Sancho el Bravo, para quien no había belleza comparable a la de su esposa, celebró asimismo en muy delicadas trovas su virtud y sus gracias, dando a conocer que si esgrimía la espada como el más diestro, no pulsaba el laúd con menos habilidad. Varios caballeros propusieron diferentes brindis a la gloria de los valientes y en honra cada uno de la dama de sus pensamientos. Sólo Saldaña parecía algo taciturno y melancólico en medio de tantos alegres, pero como su humor era ya conocido de todos, el rey le dirigió la palabra varias veces, y aunque él le contestó secamente nadie hizo alto ni por eso se interrumpió la alegría.

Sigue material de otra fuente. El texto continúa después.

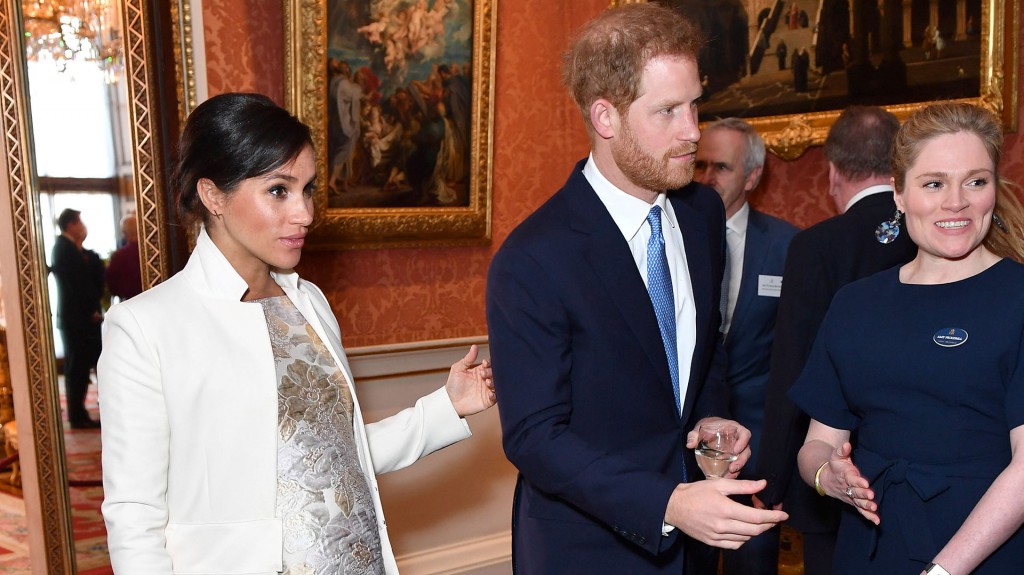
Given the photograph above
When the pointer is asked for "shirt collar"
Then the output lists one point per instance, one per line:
(738, 220)
(869, 190)
(209, 266)
(629, 212)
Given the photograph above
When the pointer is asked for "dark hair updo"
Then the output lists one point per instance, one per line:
(229, 138)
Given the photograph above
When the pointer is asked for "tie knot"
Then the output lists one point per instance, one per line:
(654, 220)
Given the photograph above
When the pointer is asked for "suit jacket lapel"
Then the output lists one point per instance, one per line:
(694, 232)
(755, 252)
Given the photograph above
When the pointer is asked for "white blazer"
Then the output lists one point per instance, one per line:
(189, 410)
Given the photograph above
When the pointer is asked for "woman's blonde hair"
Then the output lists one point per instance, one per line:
(1006, 235)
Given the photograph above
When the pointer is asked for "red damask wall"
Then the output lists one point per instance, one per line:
(396, 296)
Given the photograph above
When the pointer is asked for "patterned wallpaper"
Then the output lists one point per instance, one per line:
(397, 296)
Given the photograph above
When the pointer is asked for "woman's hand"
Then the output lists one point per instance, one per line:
(842, 479)
(471, 388)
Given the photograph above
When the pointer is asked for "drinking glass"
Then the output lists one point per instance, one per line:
(716, 448)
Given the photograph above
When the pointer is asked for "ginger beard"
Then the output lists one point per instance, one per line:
(648, 172)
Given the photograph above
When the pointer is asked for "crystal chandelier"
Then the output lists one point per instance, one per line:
(65, 31)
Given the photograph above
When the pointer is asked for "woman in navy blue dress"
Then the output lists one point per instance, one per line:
(915, 383)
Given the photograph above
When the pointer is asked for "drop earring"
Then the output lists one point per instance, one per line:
(887, 232)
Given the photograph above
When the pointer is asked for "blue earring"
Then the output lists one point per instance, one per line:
(887, 232)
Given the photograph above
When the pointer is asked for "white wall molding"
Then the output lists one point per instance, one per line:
(418, 357)
(470, 556)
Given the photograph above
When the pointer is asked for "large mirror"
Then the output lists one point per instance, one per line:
(156, 91)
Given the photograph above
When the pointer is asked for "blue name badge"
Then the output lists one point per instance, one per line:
(949, 337)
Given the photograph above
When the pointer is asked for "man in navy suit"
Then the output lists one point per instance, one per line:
(730, 159)
(822, 259)
(602, 309)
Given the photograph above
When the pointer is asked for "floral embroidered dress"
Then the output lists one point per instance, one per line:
(323, 497)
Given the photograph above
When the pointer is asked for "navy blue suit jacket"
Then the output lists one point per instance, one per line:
(586, 401)
(749, 343)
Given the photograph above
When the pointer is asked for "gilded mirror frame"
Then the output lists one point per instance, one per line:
(46, 490)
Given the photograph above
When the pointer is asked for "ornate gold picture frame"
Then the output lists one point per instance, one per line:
(989, 47)
(417, 167)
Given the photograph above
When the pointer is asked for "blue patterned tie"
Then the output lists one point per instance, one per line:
(659, 288)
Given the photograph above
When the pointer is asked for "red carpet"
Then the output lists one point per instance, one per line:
(85, 476)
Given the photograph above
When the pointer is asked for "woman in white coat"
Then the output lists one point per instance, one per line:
(232, 440)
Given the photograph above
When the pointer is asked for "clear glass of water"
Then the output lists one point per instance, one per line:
(716, 448)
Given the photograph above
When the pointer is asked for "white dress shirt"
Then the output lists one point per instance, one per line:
(630, 214)
(869, 190)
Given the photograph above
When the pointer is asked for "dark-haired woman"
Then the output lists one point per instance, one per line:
(232, 440)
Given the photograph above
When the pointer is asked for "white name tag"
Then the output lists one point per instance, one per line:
(770, 285)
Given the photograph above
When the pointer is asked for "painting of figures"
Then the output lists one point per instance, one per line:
(398, 102)
(770, 57)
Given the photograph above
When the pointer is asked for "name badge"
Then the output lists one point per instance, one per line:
(949, 337)
(770, 285)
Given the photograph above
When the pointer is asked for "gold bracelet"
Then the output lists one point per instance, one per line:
(817, 479)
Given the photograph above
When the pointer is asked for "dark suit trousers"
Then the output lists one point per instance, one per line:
(82, 347)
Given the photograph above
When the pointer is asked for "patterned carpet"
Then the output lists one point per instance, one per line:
(86, 494)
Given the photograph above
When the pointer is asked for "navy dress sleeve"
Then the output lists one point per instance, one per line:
(818, 391)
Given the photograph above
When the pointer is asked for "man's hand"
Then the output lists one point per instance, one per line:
(759, 504)
(705, 512)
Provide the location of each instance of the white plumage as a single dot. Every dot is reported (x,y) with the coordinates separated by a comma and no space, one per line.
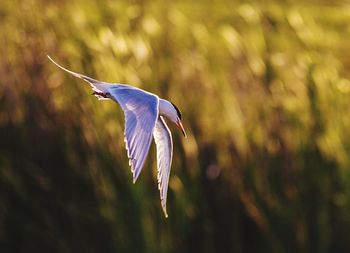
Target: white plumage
(143,113)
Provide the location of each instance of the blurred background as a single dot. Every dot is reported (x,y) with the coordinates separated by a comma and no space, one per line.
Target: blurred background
(264,88)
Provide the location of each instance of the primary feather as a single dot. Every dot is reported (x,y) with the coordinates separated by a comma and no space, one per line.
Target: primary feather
(142,121)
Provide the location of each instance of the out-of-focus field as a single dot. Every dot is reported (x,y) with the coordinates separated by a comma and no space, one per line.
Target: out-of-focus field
(264,87)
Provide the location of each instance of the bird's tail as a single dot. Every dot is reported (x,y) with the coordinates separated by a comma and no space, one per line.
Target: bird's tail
(98,87)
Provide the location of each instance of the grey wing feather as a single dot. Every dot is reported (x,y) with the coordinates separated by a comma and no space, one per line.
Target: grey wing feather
(97,86)
(164,142)
(141,113)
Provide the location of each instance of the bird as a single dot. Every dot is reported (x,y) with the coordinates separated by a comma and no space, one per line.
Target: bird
(144,117)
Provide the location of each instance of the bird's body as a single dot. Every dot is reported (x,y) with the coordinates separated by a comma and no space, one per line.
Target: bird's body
(144,118)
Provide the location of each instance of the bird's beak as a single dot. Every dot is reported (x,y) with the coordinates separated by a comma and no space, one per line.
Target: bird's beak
(180,126)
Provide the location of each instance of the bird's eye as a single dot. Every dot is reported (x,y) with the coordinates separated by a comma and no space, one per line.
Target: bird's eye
(177,110)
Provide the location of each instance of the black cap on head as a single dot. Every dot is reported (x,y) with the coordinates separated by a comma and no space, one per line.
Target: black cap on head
(177,110)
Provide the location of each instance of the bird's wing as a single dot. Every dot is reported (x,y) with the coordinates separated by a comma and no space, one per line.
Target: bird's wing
(97,86)
(141,113)
(164,142)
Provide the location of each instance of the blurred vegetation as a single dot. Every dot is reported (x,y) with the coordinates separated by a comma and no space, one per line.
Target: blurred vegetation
(264,87)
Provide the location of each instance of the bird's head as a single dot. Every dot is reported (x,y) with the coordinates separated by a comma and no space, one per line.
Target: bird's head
(171,112)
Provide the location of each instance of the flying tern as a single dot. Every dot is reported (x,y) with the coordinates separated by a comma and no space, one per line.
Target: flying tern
(144,116)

Pero otro acaecimiento de mucha más consecuencia iba aquel día a turbar el general regocijo, y acaso a convertir los placeres de la tarde en llantos y las ricas galas en luto. Tiempo hacía ya que el atrevido judío hablaba a puerta cerrada con la infeliz Elvira, disponiéndola en aquel instante a cometer un crimen, abusando de su fanática credulidad. Hallábase Elvira en uno de aquellos accesos de locura en que el mentido religioso había logrado ponerla. Su rostro, generalmente pálido, parecía un hierro encendido, corría el sudor por su frente en gruesas gotas frías que le inundaban el rostro, tenía el cabello erizado, y en sus movimientos y contorsiones la habría comparado un griego de la antigüedad a la famosa pitonisa de Delfos, hiriendo la trípode con su planta. Brillaba un puñal en su mano derecha, en que a veces fijaba con estúpido horror la vista, y otras con alegre ferocidad. Enfrente de ella, a cierta distancia, fríamente inmóvil y observándola con cuidadosa tranquilidad, estaba el sagaz hebreo cubierto de su hábito franciscano, los brazos cruzados sobre el pecho y echada la capucha al rostro que, flaco y consumido, apenas se veía de él más que la acaballada nariz que distingue los de su raza, y sus apagados ojos, que a veces no obstante parecían despedir relámpagos.

Hablaba Elvira interrumpiéndose al mismo tiempo con cantos y oraciones que ya entonaba en voz alta, ya rezaba entre dientes de rodillas delante de un crucifijo, cuyos pies tal vez besaba con religioso ardor.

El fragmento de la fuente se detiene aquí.